The Open Journal of Astrophysics (May 2024)
Neural style transfer of weak lensing mass maps
Abstract
We propose a new generative model of projected cosmic mass density maps inferred from weak gravitational lensing observations of distant galaxies (weak lensing mass maps). We construct the model based on a neural style transfer so that it can transform Gaussian weak lensing mass maps into deeply non-Gaussian counterparts as predicted in ray-tracing lensing simulations. We develop an unpaired image-to-image translation method with Cycle-Consistent Generative Adversarial Networks (Cycle GAN), which learn efficient mapping from an input domain to a target domain. Our model is designed to enjoy important advantages; it is trainable with no need for paired simulation data, flexible to make the input domain visually meaningful, and expandable to rapidly-produce a map with a larger sky coverage than training data without additional learning.
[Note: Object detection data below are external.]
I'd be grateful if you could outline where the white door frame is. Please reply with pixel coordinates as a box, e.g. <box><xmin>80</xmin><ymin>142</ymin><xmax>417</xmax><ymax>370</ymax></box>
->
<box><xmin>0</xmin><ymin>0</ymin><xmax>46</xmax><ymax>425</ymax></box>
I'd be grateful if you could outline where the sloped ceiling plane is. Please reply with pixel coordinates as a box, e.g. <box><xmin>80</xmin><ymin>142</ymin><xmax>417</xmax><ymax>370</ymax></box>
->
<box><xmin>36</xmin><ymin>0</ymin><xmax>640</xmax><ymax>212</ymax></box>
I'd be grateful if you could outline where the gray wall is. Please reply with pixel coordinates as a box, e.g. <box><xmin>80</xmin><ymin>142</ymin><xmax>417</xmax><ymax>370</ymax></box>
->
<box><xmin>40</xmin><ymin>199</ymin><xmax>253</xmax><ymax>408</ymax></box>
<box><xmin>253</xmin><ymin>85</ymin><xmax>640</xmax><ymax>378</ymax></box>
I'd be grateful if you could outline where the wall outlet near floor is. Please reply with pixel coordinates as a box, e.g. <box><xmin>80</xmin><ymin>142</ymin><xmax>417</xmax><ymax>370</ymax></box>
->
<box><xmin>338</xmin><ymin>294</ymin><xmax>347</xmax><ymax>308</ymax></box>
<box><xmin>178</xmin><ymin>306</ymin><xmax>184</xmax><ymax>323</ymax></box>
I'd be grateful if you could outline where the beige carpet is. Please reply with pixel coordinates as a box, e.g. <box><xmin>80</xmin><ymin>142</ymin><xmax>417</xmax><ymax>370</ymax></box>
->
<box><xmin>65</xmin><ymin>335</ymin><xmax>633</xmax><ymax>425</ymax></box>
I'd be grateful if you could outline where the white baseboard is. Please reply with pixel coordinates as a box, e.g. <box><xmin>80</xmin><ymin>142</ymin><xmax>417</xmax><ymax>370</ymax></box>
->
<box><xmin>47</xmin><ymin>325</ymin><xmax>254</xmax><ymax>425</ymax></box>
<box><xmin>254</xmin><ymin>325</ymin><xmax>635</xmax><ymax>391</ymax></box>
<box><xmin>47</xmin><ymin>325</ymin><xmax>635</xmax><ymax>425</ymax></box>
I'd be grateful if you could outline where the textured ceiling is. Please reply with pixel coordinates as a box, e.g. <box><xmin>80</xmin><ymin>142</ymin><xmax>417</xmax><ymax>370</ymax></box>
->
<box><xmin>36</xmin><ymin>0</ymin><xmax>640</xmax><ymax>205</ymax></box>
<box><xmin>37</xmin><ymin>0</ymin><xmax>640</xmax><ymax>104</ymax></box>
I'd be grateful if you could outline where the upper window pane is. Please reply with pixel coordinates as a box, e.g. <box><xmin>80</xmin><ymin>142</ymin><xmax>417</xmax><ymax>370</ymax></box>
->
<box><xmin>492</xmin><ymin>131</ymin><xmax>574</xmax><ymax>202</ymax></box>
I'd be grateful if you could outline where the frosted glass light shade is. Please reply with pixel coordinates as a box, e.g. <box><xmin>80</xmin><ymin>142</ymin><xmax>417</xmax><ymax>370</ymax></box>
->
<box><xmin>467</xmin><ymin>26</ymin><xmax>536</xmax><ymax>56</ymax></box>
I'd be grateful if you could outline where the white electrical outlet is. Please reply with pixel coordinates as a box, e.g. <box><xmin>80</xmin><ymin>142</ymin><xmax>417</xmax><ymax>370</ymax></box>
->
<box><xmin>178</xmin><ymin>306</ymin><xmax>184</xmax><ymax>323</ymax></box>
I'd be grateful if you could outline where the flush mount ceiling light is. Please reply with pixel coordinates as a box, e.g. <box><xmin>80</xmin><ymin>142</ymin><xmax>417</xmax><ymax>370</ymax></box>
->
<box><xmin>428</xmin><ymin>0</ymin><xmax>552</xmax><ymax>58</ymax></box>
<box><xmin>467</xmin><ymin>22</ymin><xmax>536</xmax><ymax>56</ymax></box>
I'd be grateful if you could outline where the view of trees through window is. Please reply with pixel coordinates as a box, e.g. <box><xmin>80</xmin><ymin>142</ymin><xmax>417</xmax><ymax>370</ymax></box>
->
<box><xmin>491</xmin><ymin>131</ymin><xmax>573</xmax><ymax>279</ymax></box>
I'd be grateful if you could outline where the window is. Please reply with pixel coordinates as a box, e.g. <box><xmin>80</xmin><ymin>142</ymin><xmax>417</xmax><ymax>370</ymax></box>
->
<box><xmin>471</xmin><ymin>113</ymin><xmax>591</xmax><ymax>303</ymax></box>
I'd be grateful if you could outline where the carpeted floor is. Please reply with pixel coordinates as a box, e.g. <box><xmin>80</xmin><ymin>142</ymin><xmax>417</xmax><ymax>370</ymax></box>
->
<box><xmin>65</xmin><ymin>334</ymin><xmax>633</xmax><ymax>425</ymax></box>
Using 10,000 lensing simulations, we find that appropriate labeling of training data based on field variance allows the model to reproduce a correct scatter in summary statistics for weak lensing mass maps. Compared with a popular log-normal model, our model improves in predicting the statistical natures of three-point correlations and local properties of rare high-density regions. We also demonstrate that our model enables us to produce a continuous map with a sky coverage of $\sim166\, \mathrm{deg}^2$ but similar non-Gaussian features to training data covering $\sim12\, \mathrm{deg}^2$ in a GPU minute. Hence, our model can be beneficial to massive productions of synthetic weak lensing mass maps, which is of great importance in future precise real-world analyses.